Adam and I had been sitting at the IHOP discussing important issues. Issues involving hypothetical battles between Voltron and Godzilla and which of the two was more capable in achieving victory if such a battle were to ensue. We were in deep conversation when the peace was shattered by a group of angry lesbians that had been seated at a booth near us.

Understand that I’m a liberal Democrat who thinks it’s unfair to assume things about people without actually speaking to them first. It’s not cool to label people and when you do you are usually incorrect ninety-nine percent of the time. This was the one percent of the time it was okay to assume things about people without talking with them. I could tell they were lesbians because it looked like a table full of flannel shirt wearing, smaller versions of Toby Keith. It was also okay to assume they were angry because they wouldn’t stop berating the waiter. They did this at a volume loud enough for everyone in ear shot to hear. “I didn’t get my ketchup and she didn’t get her ranch. We’d better get free dessert!” It got so bad that the manager had to go over and speak to the table. That didn’t help because tables don’t have ears. He then spoke to the women at the table and all the manager accomplished was making the manliest of the group even angrier, and while an IHOP manager has to put up with what I imagine to be an ungodly amount of rude customers, an angry lesbian exacting her syrup fueled revenge on someone isn’t somehing I’d wish on anyone.

The waiter didn’t deserve the treatment he was receiving. He was a good waiter. He was attentive and did a great job. The table o’ angry gals was just making a scene to try to get free food. I know this because one of them had said so loud enough for everyone to hear. Revealing that nugget of information is the one thing you shouldn’t talk about when trying to execute your master plan of getting free pancakes.

After they got their check, everyone around them was relieved because we all knew they’d be leaving. A quiet calm fell over the area but was soon shattered by the sound of something actually shattering.

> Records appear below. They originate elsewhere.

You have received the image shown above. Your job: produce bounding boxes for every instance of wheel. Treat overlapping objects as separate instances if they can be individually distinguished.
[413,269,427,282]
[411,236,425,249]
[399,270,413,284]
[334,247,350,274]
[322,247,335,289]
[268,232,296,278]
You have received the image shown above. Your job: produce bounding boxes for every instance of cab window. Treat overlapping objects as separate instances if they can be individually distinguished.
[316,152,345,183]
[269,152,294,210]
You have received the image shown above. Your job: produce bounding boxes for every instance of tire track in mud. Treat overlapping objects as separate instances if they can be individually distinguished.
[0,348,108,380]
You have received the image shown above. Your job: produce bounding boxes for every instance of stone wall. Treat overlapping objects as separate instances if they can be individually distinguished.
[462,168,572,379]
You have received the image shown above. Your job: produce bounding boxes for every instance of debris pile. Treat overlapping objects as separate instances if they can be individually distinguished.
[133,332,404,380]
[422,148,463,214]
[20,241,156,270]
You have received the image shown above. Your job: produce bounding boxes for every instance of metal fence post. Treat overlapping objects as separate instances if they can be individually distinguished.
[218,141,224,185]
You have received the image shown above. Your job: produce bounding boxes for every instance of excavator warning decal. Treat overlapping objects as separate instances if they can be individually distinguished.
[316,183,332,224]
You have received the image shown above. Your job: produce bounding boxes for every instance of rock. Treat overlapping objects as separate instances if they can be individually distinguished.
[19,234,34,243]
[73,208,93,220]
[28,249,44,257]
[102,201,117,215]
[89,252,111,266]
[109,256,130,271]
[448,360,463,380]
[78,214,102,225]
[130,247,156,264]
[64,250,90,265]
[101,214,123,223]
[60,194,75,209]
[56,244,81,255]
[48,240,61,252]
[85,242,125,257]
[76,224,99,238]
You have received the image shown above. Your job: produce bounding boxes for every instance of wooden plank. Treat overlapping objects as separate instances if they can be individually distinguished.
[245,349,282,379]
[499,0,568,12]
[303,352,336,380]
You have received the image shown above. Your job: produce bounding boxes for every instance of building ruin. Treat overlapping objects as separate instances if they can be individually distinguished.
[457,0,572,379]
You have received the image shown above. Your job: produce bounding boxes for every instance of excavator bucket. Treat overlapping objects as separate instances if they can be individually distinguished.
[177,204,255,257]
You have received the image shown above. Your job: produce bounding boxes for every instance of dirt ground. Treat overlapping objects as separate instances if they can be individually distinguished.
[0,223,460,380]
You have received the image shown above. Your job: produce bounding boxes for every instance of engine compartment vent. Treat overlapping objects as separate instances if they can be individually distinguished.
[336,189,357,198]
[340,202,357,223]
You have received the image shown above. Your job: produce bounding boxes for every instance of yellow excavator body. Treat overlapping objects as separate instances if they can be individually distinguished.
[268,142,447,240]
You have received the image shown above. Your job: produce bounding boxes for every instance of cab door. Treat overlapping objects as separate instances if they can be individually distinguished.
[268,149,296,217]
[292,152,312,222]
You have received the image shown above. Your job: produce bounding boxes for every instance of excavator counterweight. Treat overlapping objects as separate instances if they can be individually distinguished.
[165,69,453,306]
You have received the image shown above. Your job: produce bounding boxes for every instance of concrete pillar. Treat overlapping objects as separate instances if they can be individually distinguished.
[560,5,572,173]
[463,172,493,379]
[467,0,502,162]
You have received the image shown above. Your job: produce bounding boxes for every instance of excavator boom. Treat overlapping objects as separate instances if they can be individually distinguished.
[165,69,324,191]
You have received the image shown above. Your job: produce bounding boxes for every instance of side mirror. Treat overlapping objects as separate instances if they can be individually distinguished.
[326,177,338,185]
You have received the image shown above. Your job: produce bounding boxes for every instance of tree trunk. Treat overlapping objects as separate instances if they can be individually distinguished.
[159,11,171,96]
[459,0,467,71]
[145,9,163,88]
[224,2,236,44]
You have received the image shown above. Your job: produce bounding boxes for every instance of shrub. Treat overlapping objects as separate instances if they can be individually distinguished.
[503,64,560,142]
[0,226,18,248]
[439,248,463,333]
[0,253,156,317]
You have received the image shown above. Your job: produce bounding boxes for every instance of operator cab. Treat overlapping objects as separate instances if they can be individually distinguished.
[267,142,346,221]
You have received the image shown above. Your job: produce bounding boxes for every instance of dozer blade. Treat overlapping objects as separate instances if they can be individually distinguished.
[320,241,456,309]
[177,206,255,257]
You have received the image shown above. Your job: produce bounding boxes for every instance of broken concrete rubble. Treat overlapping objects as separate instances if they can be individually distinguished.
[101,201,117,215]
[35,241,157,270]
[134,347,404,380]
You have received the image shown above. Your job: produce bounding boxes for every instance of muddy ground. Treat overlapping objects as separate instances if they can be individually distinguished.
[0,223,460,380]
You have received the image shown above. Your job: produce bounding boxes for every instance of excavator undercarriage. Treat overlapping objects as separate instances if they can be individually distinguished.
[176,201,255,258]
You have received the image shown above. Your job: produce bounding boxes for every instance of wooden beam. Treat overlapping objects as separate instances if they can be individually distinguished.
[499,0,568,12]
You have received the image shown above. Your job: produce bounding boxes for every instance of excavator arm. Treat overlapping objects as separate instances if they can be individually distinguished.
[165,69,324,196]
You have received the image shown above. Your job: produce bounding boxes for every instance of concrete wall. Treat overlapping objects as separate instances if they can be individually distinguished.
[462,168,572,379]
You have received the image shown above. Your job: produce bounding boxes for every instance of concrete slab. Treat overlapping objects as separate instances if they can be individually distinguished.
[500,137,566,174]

I turned around and noticed that a pile of bowls and plates full of the remnants of the angry lesbian’s meal had crashed to the ground. They had knocked their dishes off the table on purpose. The waiter ran over to the table and apologized, despite it not being his fault and rather the fault of the perfect storm of angry lesbians full of pancakes combined with gravity. After his apology the angriest of the bunch said “Well if you’d uh done yer job right and got the dishes sooner this wouldn’t have happened.” It was at this point that everyone in the restaurant made some sort of exasperated noise.

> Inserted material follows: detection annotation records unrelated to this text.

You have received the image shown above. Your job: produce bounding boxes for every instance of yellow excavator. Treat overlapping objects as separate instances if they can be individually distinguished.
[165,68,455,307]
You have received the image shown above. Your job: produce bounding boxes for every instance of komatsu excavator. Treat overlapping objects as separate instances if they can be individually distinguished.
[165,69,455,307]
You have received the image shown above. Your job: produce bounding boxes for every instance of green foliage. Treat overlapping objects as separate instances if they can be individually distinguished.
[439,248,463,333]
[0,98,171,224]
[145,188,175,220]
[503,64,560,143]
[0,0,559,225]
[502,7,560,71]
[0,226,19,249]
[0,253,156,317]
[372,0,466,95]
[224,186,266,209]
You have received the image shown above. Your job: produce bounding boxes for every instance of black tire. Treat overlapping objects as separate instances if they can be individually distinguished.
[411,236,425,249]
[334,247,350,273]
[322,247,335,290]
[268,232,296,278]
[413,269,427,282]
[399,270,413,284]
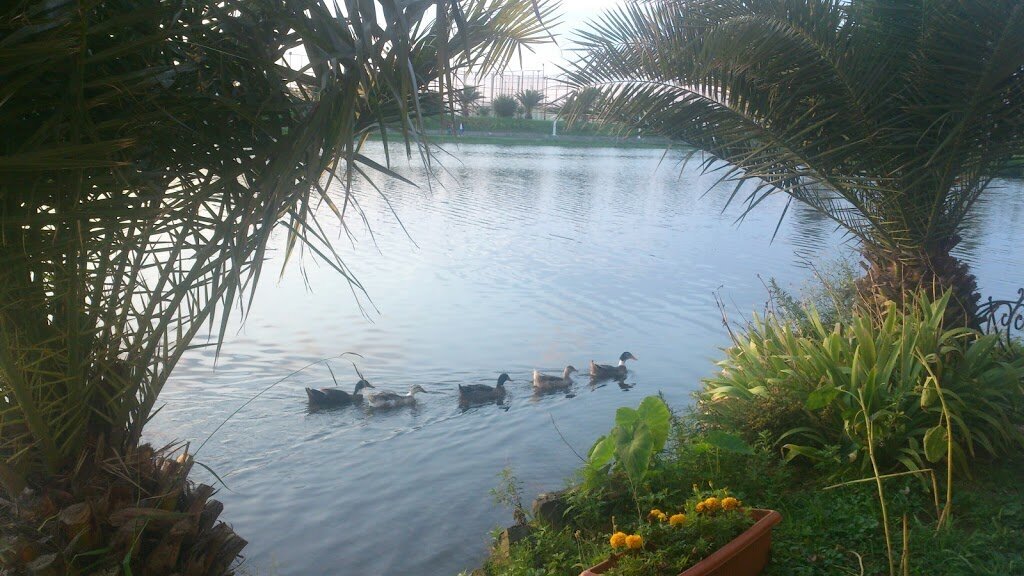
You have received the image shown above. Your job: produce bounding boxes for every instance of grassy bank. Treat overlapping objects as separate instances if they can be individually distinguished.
[475,414,1024,576]
[478,289,1024,576]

As the “mantourage” left in an angry fit, we were all still relieved they had gone. I felt great empathy for the waiter. I asked him if they got any part of their meal for free and he said his manager gave them nothing for free. I told the waiter that he should have written off the meal but charged them fifty bucks for each broken dish.

So what is the point of this story? Angry lesbians and pancakes need not mix lest dishes pay the price. Well, dishes and everyone who had to sit through that debacle.

Moving on.

I had my fourteenth surgery yesterday. The answer to the question you didn’t ask is, yes. Yes it is getting old.

I’m off to go rest now. I’ll expound on my surgery situation later. Probably when Saved by the Bell is over.